As we talk with journals and authors, we’re discovering that what stands out to authors is a journal’s discoverability (“How likely is anyone to see my work if I publish in this journal?), impact (“How likely is my work to be cited if I publish in this journal?”), and reputation (“Will my peers respect me for publishing in this journal?”). Looking at these three components of a journal provides more detail than just looking at the Impact Factor, but it doesn’t require doing enough research to write an entire second paper on the distribution of article metrics when deciding where to publish. It also provides a better window through which journals can monitor the prevailing opinions about their journal.
For the reasons valiantly outlined by Kent above, the Impact Factor is a good (and perhaps the best) measure for comparing the scientific value of journals, or comparing one journal’s performance in different years.
For the reasons valiantly outlined by Kent above, the Impact Factor of a journal is nearly useless for comparing the scientific value of individual articles, or for comparing scientists.
The “defiance” arises from the sad fact that too many people practice appalling misuse of Impact Factor and give grants and jobs to applicants who have more papers in higher scoring journals (regardless of the scientific value of the paper, even if it has zero citations in two years and thus in fact *lowers* the Impact Factor of the journal).
Kent seems to be muddling these two very different usages of Impact Factor, and considering he certainly knows this is the very difference that causes the “defiance”, one might be forgiven to suspect he does the muddling on purpose. Because the first use case is easily defended, while the second is utterly indefensible.
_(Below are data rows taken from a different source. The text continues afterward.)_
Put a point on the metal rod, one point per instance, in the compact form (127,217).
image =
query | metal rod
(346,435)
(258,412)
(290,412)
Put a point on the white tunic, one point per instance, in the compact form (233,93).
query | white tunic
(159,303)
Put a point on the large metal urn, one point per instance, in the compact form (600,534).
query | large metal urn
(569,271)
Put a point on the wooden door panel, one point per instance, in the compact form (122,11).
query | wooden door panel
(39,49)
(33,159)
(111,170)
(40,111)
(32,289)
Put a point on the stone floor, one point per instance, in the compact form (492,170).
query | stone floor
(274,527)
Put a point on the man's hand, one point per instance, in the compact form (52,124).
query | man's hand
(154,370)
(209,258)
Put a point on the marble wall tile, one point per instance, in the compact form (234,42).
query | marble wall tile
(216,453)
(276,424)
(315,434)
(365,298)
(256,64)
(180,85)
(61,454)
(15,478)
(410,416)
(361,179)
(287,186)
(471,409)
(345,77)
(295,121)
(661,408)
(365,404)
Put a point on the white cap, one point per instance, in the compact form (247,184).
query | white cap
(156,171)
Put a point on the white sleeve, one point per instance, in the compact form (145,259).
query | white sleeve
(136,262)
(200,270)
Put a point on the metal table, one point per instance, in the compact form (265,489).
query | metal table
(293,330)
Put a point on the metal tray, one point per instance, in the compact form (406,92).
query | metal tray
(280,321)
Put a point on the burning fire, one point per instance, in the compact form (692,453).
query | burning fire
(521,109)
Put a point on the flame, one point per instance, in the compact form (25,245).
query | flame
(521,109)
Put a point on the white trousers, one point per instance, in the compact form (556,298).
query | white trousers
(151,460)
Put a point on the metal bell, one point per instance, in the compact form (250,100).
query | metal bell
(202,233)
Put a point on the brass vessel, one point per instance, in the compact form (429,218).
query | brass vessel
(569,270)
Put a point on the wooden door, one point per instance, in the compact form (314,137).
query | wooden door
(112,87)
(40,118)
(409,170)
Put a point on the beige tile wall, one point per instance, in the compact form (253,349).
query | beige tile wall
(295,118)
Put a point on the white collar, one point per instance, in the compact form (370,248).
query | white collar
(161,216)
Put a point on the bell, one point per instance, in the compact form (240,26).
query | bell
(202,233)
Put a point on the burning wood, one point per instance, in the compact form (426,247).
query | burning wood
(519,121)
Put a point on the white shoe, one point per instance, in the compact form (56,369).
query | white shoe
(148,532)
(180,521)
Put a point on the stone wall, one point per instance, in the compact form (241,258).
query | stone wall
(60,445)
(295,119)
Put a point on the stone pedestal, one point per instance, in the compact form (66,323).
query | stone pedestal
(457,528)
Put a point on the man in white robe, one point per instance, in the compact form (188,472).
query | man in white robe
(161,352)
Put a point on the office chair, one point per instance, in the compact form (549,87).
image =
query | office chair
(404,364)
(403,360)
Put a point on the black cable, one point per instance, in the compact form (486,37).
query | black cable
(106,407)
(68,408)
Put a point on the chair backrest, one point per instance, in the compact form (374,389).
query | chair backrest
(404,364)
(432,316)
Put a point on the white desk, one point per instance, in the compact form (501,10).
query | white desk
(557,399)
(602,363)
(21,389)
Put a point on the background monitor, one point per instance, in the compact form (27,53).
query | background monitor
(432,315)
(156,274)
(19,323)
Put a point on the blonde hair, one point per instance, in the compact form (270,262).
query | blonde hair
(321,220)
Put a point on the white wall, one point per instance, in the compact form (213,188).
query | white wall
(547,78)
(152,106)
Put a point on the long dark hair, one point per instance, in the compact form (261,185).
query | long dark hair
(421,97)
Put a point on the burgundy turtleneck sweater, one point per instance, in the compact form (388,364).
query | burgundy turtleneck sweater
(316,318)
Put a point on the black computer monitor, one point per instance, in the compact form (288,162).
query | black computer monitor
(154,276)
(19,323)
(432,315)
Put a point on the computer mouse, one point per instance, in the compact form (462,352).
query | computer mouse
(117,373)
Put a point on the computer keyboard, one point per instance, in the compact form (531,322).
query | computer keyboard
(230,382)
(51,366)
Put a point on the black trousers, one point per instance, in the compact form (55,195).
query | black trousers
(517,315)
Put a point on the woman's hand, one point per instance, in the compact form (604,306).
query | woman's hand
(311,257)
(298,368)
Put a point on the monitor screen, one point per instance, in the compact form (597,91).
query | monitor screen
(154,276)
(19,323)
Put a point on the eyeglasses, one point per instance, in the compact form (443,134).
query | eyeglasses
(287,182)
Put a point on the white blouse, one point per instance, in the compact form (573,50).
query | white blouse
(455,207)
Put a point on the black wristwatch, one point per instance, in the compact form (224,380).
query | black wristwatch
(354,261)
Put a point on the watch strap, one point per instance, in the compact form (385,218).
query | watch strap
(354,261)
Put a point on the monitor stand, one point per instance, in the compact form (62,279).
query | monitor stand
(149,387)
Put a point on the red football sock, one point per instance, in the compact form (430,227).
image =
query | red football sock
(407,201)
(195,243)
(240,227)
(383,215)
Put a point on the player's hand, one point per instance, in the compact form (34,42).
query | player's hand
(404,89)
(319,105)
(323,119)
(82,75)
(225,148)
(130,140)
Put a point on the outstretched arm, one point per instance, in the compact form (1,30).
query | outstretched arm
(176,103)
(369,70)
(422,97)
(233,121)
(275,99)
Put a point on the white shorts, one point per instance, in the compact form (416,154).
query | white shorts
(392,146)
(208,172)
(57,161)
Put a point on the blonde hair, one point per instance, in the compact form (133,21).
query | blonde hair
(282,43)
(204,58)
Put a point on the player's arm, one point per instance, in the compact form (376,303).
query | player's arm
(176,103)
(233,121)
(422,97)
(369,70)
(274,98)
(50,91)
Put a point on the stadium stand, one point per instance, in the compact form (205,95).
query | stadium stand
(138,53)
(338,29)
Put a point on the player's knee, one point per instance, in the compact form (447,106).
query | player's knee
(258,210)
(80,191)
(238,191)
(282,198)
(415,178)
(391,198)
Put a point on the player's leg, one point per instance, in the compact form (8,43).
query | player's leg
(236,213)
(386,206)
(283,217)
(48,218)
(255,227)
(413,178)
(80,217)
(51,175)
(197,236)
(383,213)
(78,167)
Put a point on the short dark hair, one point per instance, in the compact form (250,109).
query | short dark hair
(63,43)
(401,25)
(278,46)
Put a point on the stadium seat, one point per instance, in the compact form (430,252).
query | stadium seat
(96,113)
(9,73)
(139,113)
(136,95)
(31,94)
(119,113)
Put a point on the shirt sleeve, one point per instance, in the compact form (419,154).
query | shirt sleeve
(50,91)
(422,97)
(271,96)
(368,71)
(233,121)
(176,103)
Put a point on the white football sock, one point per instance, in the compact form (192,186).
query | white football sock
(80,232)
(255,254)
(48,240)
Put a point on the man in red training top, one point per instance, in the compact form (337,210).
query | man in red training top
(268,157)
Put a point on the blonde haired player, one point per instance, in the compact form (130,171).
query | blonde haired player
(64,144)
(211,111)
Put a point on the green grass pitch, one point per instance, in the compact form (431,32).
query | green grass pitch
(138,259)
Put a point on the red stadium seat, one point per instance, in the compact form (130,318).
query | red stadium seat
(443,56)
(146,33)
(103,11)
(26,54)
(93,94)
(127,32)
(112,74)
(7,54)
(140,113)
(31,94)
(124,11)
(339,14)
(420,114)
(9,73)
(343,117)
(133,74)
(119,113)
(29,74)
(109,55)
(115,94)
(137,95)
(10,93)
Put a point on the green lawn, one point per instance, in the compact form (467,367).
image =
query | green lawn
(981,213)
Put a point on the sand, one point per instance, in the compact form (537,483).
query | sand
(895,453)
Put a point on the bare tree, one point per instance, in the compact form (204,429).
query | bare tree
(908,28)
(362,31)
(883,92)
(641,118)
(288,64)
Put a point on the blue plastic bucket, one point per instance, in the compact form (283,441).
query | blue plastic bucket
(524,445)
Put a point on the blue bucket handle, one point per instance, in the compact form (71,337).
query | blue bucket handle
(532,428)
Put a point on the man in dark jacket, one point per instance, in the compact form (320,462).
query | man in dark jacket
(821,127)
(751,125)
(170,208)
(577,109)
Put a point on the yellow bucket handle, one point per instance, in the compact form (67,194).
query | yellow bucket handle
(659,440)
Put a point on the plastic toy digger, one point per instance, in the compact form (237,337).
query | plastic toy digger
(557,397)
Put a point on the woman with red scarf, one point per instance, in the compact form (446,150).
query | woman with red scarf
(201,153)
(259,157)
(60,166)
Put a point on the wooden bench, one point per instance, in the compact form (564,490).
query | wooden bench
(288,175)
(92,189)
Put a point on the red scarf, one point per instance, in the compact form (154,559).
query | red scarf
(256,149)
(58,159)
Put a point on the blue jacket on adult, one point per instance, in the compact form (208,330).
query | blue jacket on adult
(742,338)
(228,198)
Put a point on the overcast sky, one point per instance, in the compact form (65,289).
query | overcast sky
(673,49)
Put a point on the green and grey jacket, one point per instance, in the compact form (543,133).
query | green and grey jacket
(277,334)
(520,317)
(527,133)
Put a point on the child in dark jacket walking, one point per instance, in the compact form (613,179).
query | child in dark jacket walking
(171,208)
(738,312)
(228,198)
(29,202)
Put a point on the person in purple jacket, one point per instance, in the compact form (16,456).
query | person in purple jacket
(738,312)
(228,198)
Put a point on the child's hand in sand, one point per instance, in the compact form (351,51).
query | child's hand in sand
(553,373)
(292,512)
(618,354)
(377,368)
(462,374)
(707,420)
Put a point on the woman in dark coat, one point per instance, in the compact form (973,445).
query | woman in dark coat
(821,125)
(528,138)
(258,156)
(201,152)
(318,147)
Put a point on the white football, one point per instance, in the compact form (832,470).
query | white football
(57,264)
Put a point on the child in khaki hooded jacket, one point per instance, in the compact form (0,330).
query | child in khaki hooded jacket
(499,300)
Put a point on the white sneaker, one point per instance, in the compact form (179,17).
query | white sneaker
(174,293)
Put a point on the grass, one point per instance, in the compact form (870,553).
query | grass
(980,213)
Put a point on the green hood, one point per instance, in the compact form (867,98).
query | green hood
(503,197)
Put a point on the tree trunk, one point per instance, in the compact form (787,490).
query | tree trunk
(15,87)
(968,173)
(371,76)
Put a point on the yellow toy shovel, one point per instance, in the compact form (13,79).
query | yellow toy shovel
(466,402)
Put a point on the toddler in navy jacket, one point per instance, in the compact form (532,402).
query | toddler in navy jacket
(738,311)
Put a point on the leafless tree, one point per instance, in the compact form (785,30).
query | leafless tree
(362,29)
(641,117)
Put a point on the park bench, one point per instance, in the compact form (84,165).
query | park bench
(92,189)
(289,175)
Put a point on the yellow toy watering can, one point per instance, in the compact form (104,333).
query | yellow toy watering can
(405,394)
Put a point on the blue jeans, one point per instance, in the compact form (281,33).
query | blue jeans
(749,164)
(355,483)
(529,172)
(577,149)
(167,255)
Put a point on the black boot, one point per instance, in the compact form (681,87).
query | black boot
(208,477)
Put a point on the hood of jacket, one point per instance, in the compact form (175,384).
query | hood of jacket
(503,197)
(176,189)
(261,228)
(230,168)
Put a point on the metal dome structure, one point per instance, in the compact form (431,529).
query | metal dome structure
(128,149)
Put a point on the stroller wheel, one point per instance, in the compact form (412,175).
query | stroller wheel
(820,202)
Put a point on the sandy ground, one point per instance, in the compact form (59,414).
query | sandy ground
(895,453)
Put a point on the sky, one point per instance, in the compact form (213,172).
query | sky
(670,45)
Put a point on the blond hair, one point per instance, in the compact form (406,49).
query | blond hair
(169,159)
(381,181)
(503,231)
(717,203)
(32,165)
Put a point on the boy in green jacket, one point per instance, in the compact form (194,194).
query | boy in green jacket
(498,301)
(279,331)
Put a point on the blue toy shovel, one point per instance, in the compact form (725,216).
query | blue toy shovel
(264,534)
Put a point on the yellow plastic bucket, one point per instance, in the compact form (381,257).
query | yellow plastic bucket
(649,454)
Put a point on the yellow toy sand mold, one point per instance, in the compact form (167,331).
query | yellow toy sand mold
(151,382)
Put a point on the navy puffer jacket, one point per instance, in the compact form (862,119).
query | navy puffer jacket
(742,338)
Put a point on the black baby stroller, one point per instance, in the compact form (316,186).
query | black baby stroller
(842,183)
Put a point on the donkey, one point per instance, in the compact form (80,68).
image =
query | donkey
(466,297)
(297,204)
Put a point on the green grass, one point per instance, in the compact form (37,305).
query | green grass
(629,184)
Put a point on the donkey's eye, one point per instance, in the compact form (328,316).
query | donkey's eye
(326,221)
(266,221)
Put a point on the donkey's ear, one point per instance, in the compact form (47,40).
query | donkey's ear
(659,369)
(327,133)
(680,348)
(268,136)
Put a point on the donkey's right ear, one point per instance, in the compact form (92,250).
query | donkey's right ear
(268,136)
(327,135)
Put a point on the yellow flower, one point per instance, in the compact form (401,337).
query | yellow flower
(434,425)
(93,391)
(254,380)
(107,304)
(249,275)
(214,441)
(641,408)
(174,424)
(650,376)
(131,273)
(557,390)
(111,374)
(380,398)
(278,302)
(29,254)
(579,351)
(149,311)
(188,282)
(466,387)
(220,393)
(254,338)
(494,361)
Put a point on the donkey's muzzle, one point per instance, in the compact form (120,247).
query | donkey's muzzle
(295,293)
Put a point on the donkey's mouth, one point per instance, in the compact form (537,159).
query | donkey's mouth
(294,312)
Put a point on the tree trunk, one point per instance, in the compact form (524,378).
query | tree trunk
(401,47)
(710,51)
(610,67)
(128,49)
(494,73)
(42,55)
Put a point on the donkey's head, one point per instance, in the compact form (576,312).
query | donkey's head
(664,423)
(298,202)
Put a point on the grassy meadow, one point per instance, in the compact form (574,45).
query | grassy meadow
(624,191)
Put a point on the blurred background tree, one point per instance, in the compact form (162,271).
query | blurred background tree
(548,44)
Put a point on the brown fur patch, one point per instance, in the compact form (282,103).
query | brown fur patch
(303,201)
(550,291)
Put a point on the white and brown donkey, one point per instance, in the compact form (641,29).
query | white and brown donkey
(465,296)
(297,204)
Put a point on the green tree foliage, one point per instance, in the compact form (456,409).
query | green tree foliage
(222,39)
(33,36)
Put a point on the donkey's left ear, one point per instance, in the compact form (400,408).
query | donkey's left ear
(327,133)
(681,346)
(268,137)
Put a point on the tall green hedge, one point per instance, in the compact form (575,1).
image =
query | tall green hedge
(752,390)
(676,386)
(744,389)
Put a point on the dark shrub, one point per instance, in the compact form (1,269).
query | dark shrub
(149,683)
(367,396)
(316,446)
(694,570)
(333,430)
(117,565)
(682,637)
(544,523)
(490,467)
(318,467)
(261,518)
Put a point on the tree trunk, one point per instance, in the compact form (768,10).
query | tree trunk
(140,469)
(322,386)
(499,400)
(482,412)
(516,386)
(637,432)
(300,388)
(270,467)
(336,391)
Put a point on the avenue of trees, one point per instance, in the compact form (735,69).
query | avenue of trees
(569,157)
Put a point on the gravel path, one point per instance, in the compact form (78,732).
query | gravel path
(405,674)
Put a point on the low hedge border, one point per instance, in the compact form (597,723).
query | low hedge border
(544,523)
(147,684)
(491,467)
But of course Kent knows all this, very well. Surely the readers of Scholarly Kitchen know all this as well, so it is a bit baffling why he chooses to cook with red herrings.
This is not true. The consistency of IF over the years demonstrates that editors do indeed pick highly cited articles *on average.” That’s the key. It’s an average for the articles in a journal. Surely the scientific community does not have to have statistics explained to it by an English major!!!!!!!